2) Following the query about whether I was using Decade Norms based on each calendar or "rolling averages", I rethought that issue, and I think it might be better to go in the other direction. . .move it over to rolling averages. I haven’t done that yet. I’m not sure which one I am going to do, actually. There are obvious advantages to doing the rolling average, but at some point I am going to have to figure, for example, how many runs were saved by Bill Dickey in 1937. When I do that I will have to copy the "background level" for each player into every column. As it is set up now I have 12 "background levels", one for each decade; actually there are 132 of them, because there is a background level for each of 11 categories. If I change to a rolling average, then there are 120 background levels to work with, which is actually 1,320. It becomes a logistical struggle, to keep track of all of those—and it doesn’t REALLY make that much difference as a practical matter; a player might once every so often gain or lose one run saved because we changed the background level, but that’s all, and it’s just an estimate, anyway; it’s not a hard fact. Now I think I have talked myself out of making the change.
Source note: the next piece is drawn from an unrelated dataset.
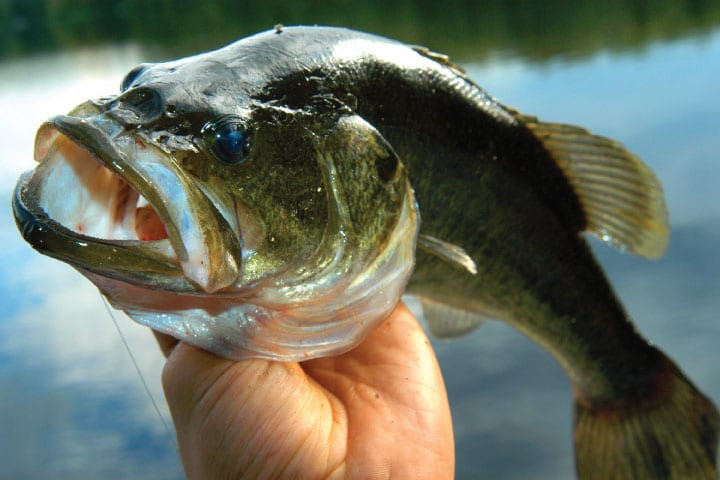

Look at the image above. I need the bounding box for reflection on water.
[0,27,720,479]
It’s a case of "the perfect is the enemy of the good." I have limited dataprocessing skills, always have had. What is important to me is the concept. If the idea works, if it attracts an audience, somebody who has better programming skills can straighten out the details later.
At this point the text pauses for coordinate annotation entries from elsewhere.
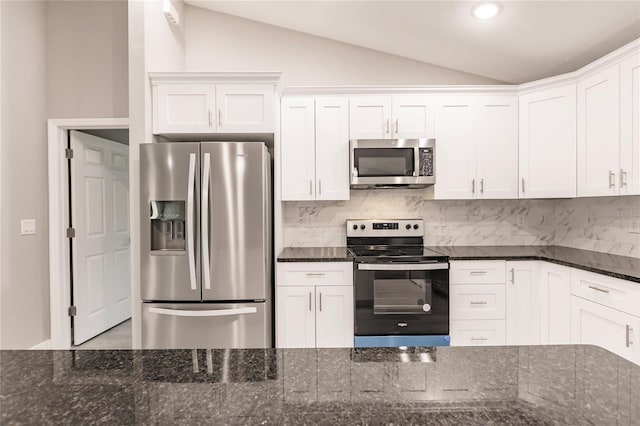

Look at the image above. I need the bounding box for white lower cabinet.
[571,296,640,363]
[450,320,506,346]
[506,261,540,345]
[276,262,354,348]
[540,262,571,345]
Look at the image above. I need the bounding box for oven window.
[373,274,431,315]
[353,148,414,177]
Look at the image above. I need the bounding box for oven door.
[354,262,449,336]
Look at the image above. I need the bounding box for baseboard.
[29,339,51,349]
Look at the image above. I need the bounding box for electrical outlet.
[20,219,36,235]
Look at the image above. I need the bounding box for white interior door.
[70,131,131,345]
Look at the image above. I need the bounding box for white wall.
[0,1,128,348]
[0,2,49,349]
[185,5,499,86]
[46,1,129,118]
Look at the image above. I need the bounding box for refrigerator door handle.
[200,153,211,290]
[187,153,198,290]
[149,308,258,317]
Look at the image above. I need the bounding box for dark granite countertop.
[278,246,640,283]
[278,247,353,262]
[427,246,640,283]
[0,345,640,425]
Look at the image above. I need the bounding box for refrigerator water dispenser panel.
[149,200,186,254]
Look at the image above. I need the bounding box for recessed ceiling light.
[472,3,500,19]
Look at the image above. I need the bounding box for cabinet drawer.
[450,260,506,284]
[571,269,640,317]
[276,262,353,286]
[450,320,506,346]
[450,284,505,320]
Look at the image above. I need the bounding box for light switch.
[20,219,36,235]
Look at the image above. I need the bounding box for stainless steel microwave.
[349,139,436,189]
3) I have decided that, for purposes of this stage of the analysis, I am going to combine Wild Pitches, Passed Balls and Balks into one category, which we can call "OBM" or "One Base Mistakes". I thought about doing this earlier, but I was troubled by the fact that I’ll have to unbundle them later on to attribute them to individual players. But now I’ve decided that attributing them to individual players later on isn’t big a problem.
Individually, one team’s Passed Ball number is 8 standard deviations from the norm, and one team’s Balk number I think is 6 standard deviations from the norm. It’s kind of like a left fielder who sets up in left field 750 feet from the batter. The data is normally 250280 feet, but there’s this one guy who sets up 750 feet away. Data that is that far out in left field is difficult to deal with, particularly when you have to establish the norms as a first step. I’m hoping (and expecting) that combining the data will normalize it somewhat.
4) I realized that, in entering the "league" data, I had entered the league HITTER’S data in some areas in which I should have entered the league PITCHER’S data—hits by the hitters, rather than hits allowed by pitchers, for example. It doesn’t make any real difference; it’s the same one way or the other until interleague play, and not very much different after that, usually much less than a 1% discrepancy, but still . . ..I fixed those.
The consequence of these four adjustments is that many of the findings I have previously reported here would now be outdated, or, if you prefer, incorrect. It’s not what the data would show, necessarily, if evaluated today.
It’s a normal part of research. You always find things that you didn’t do right early in the study, or data that you had missed, or data problems that you hadn’t planned for. It always happens; you’re always have to go back and redo things.